Они пошли рядом по направлению к Литейному, то попадая в тень узорчатых листьев пальм, то обливаемые молочным сиянием. Красными огнями вспыхивали то там, то здесь бюллетени.

Молча поднялись Аглая и Павел по лестнице.

— Товарищ, дайте одеться, — сказал Павел, дотрагиваясь до дремавшего дежурного, заведующего теплой одеждой.

— Куда так поздно? — спросил тот от нечего делать и выдал по одному комплекту одежды.

— На какой склад отметить? — спросил он снова.

— Мы ненадолго, только погулять на платформе, — сказал Павел.

— А-а, — протянул заведующий и снова сел в свое теплое и удобное кресло.

Павел и Аглая вышли на платформу. Воздушник был готов к отправлению и висел, подрагивая корпусом.

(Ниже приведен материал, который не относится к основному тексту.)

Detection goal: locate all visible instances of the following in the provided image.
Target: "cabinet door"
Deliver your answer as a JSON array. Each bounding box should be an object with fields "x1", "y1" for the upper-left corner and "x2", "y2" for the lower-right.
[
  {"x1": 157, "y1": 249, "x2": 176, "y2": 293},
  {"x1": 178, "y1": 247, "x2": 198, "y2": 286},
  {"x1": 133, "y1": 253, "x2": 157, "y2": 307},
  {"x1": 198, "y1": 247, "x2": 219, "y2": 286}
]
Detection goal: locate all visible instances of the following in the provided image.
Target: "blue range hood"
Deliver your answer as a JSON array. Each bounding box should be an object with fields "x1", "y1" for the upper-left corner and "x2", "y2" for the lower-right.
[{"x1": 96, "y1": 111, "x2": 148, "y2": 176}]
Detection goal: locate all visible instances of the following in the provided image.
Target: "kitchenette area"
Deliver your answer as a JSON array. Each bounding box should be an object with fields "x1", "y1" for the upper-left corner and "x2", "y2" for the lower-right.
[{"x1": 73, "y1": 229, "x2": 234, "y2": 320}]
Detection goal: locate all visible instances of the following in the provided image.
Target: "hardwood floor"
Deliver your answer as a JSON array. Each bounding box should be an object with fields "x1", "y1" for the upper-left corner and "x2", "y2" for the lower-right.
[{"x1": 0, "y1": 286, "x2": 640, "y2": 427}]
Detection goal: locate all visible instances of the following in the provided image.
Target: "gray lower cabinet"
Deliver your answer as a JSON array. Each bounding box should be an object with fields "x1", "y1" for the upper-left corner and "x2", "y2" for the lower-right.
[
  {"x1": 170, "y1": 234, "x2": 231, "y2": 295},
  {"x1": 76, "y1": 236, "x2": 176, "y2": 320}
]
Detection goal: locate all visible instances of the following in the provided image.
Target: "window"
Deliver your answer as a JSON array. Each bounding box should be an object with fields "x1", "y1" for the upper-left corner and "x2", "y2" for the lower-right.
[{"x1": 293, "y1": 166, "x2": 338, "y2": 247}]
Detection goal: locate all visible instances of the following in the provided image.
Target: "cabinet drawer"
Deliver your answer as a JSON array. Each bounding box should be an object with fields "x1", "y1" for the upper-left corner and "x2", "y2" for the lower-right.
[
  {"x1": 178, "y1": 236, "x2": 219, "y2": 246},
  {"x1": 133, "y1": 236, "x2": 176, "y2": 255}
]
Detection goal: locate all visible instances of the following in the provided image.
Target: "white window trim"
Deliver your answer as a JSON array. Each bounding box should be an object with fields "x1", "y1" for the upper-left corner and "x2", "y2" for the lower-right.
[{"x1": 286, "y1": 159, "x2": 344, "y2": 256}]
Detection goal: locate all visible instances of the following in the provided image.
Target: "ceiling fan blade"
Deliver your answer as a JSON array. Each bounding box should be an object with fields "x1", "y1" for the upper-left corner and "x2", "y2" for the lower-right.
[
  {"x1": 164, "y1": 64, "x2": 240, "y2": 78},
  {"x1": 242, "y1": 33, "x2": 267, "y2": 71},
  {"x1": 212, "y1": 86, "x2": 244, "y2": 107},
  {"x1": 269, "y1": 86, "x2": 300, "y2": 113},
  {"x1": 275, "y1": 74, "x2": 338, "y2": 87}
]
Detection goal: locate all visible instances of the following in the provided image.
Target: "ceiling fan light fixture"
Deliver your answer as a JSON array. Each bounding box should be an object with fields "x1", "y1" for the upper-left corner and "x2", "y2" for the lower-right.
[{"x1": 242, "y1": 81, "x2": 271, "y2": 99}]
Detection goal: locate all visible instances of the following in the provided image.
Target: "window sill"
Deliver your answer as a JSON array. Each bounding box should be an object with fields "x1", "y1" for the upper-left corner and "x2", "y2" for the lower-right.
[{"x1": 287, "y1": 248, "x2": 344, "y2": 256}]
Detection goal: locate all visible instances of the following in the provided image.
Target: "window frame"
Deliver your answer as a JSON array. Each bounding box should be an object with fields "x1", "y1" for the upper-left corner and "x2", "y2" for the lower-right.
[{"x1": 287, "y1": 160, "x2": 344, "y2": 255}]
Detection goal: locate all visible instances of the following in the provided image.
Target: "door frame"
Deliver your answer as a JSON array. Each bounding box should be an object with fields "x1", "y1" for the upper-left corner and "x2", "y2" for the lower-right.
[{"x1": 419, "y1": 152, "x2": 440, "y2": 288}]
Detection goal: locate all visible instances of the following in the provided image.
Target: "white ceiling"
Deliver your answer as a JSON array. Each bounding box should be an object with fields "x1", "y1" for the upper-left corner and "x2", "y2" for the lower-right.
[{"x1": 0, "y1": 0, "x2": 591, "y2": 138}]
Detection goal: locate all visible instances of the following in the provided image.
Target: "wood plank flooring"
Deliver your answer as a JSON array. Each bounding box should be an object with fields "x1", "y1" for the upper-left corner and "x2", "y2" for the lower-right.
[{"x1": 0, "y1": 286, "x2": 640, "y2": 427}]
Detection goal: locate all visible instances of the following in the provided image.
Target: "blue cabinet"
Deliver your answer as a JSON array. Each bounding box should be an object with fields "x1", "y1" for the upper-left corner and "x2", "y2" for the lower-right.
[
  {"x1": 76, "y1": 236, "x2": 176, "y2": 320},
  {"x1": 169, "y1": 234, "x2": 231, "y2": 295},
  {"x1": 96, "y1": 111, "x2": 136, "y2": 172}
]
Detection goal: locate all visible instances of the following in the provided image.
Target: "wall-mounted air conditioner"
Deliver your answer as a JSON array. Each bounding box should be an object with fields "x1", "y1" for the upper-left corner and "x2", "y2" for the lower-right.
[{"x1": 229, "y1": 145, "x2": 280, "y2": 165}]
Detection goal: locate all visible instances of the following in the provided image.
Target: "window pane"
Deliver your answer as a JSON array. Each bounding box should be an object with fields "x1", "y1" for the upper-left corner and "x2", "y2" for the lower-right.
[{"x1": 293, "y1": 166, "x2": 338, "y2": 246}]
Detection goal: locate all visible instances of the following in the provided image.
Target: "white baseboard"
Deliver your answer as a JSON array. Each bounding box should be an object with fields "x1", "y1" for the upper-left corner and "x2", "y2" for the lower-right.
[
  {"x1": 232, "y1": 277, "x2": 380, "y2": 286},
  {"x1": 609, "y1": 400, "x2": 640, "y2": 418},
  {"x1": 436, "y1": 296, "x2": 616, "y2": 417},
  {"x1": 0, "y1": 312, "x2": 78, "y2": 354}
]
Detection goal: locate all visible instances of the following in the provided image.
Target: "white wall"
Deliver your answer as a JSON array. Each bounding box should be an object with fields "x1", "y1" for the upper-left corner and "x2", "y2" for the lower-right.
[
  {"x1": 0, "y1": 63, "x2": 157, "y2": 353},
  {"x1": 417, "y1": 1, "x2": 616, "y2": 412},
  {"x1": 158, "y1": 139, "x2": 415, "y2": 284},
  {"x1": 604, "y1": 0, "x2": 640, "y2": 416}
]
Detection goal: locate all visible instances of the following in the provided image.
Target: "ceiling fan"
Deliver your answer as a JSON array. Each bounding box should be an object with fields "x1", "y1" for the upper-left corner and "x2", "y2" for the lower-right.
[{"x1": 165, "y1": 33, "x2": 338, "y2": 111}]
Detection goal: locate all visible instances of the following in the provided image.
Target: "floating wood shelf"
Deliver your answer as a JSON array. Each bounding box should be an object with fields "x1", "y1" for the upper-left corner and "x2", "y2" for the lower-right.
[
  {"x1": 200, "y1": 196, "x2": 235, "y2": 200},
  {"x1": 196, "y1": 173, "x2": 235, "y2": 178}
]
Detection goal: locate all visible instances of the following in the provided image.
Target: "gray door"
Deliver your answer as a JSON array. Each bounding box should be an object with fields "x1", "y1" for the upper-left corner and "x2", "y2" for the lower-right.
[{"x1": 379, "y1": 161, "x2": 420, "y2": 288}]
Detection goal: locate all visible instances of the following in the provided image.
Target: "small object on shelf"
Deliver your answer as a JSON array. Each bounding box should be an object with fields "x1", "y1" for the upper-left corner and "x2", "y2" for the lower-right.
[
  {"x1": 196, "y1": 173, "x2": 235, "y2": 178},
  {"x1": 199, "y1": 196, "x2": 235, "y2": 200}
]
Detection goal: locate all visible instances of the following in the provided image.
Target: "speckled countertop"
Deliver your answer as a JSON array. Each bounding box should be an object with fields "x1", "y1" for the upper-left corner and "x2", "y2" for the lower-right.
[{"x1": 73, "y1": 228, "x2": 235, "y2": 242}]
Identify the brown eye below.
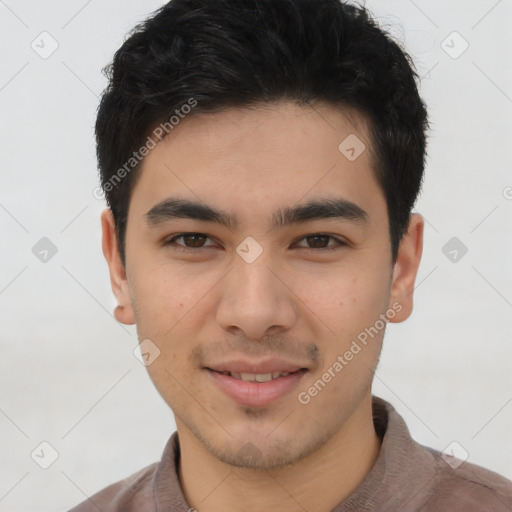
[164,233,211,251]
[294,233,346,251]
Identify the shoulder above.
[422,448,512,512]
[69,463,158,512]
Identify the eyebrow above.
[144,197,369,231]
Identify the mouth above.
[207,368,296,382]
[204,368,309,407]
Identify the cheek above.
[293,269,389,338]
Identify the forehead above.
[130,103,386,227]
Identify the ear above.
[101,209,135,325]
[389,213,425,323]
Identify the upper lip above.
[205,359,306,374]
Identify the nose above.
[217,251,297,341]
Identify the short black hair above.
[96,0,428,265]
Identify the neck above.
[178,395,380,512]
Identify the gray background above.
[0,0,512,512]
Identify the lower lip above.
[206,368,307,407]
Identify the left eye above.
[164,233,346,251]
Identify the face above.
[103,103,422,469]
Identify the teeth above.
[230,372,290,382]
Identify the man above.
[73,0,512,512]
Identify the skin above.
[102,103,424,512]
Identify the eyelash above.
[164,232,347,253]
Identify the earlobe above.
[389,213,425,323]
[101,209,135,325]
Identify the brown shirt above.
[70,397,512,512]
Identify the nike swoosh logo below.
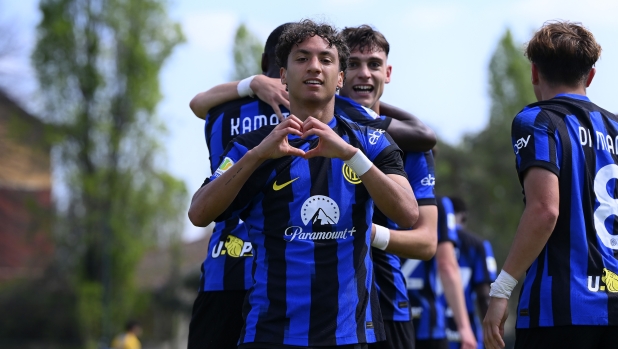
[273,177,300,191]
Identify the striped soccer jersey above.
[199,96,391,292]
[401,196,457,340]
[206,115,405,348]
[440,226,496,349]
[199,97,288,292]
[512,94,618,328]
[371,151,436,321]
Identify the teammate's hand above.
[483,297,509,349]
[459,327,477,349]
[249,75,290,122]
[253,115,305,160]
[302,116,359,160]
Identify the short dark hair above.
[264,23,292,57]
[526,21,601,86]
[341,24,390,56]
[275,19,350,72]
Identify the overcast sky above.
[0,0,618,240]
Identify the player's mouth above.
[304,79,324,86]
[352,85,373,94]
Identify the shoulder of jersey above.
[208,97,255,114]
[233,125,277,148]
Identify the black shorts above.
[187,291,247,349]
[416,338,449,349]
[369,320,414,349]
[515,326,618,349]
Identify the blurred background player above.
[340,25,438,349]
[189,20,418,348]
[440,196,496,349]
[401,197,477,349]
[111,320,142,349]
[483,21,618,349]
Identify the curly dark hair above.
[341,24,390,56]
[275,19,350,72]
[526,21,601,86]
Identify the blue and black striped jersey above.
[199,97,288,291]
[199,96,391,291]
[512,94,618,328]
[440,227,496,349]
[206,115,405,348]
[401,196,457,340]
[371,151,436,321]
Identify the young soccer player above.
[334,25,438,349]
[188,25,287,349]
[189,21,418,348]
[483,21,618,349]
[441,196,496,349]
[189,24,435,349]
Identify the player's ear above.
[530,63,539,85]
[279,67,288,85]
[337,71,345,88]
[384,65,393,84]
[261,52,269,73]
[586,67,597,87]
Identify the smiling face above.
[281,35,344,105]
[341,48,392,112]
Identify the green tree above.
[232,23,264,80]
[33,0,187,346]
[436,30,536,265]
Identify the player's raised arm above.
[380,102,436,152]
[189,115,304,227]
[303,117,418,227]
[371,205,438,261]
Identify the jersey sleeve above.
[202,142,262,222]
[511,107,560,183]
[362,127,407,178]
[404,151,436,206]
[438,196,458,246]
[335,95,392,130]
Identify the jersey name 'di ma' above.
[199,96,391,292]
[440,226,496,349]
[371,151,436,321]
[512,94,618,328]
[401,196,457,340]
[206,115,405,348]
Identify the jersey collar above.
[554,93,590,102]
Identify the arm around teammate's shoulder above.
[380,102,437,152]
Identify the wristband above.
[371,223,391,251]
[236,75,255,97]
[344,149,373,177]
[489,270,517,299]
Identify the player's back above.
[513,94,618,328]
[200,97,287,291]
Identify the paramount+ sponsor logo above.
[283,195,356,242]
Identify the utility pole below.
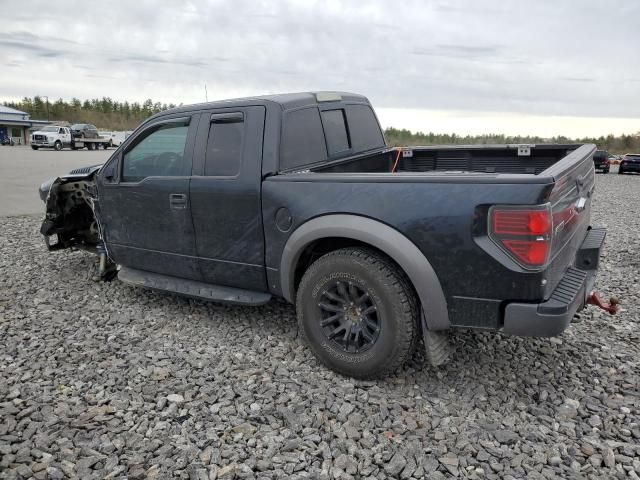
[42,95,49,122]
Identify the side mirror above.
[102,159,118,182]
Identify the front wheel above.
[296,248,418,379]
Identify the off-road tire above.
[296,248,420,379]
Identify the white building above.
[0,105,50,145]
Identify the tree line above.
[384,127,640,154]
[5,96,640,153]
[5,96,176,130]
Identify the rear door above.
[98,114,201,280]
[190,106,267,291]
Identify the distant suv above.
[618,153,640,174]
[71,123,100,138]
[31,125,71,151]
[593,150,609,173]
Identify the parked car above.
[98,131,130,147]
[593,150,611,173]
[40,92,613,378]
[618,153,640,175]
[71,123,100,138]
[31,125,72,150]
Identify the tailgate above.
[542,145,596,299]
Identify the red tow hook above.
[587,290,620,315]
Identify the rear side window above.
[320,109,351,156]
[204,121,244,177]
[346,105,385,152]
[280,107,327,169]
[122,124,189,182]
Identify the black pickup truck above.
[40,92,606,378]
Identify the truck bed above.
[310,144,581,175]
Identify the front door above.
[190,106,268,291]
[97,115,201,280]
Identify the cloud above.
[0,0,640,125]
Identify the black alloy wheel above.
[318,280,380,353]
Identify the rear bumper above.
[619,162,640,172]
[504,228,607,337]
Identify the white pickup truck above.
[31,125,115,150]
[31,125,71,150]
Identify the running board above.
[118,267,271,305]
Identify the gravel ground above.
[0,174,640,480]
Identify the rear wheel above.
[296,248,418,378]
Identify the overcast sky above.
[0,0,640,136]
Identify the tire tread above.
[296,247,419,380]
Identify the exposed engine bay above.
[40,178,101,253]
[40,165,116,280]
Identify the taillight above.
[489,205,553,268]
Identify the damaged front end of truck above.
[39,165,114,279]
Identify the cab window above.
[122,123,189,182]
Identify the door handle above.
[169,193,187,210]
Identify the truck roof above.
[151,91,369,118]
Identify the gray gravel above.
[0,174,640,480]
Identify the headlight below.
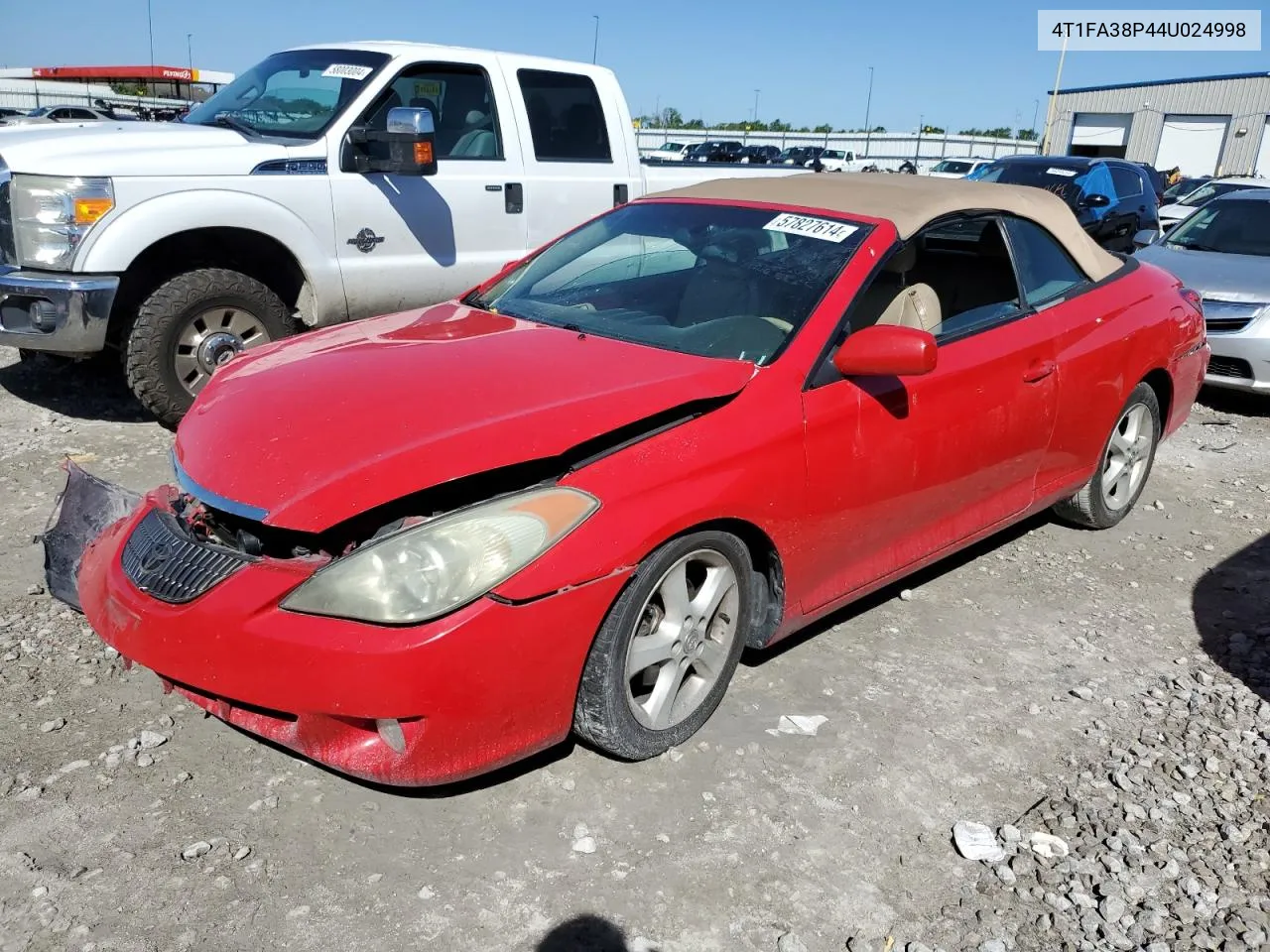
[12,176,114,271]
[282,486,599,625]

Полный месяц стоял на самой середине безоблачного голубого неба. Нежные и тонкие лучи его лились на крышу, простиравшуюся до самого горизонта. От высоких труб и выступов падали голубоватые тени. Запорошенная мелким неубранным снегом крыша сверкала и искрилась. Как привидения, подымались в небо станции воздушников. Иногда воздушник с острым шипом проносился и падал у станции, и жалобные звонки электрических колоколов бежали над крышей.

Раздались два громких неожиданных удара за спиной Павла и Аглаи. Они оба вздрогнули.

— Готово? — спросил отправитель.

— Готово, — ответил проводник.

— Отдай! — крикнул отправитель.

И, зазвенев в стальных полосах, воздушник скользнул и плавно поднялся вверх.

— Ну, смотрите, смотрите. Разве не похоже на сказочную, волшебную птицу? — спросила Аглая. — Смотрите, как блестит он.

— Да, да, — шептал Павел, взяв теплую руку Аглаи и сжимая ее своей рукой.

И у Аглаи сердце замерло неожиданно от предчувствия какого-то еще небывалого счастья.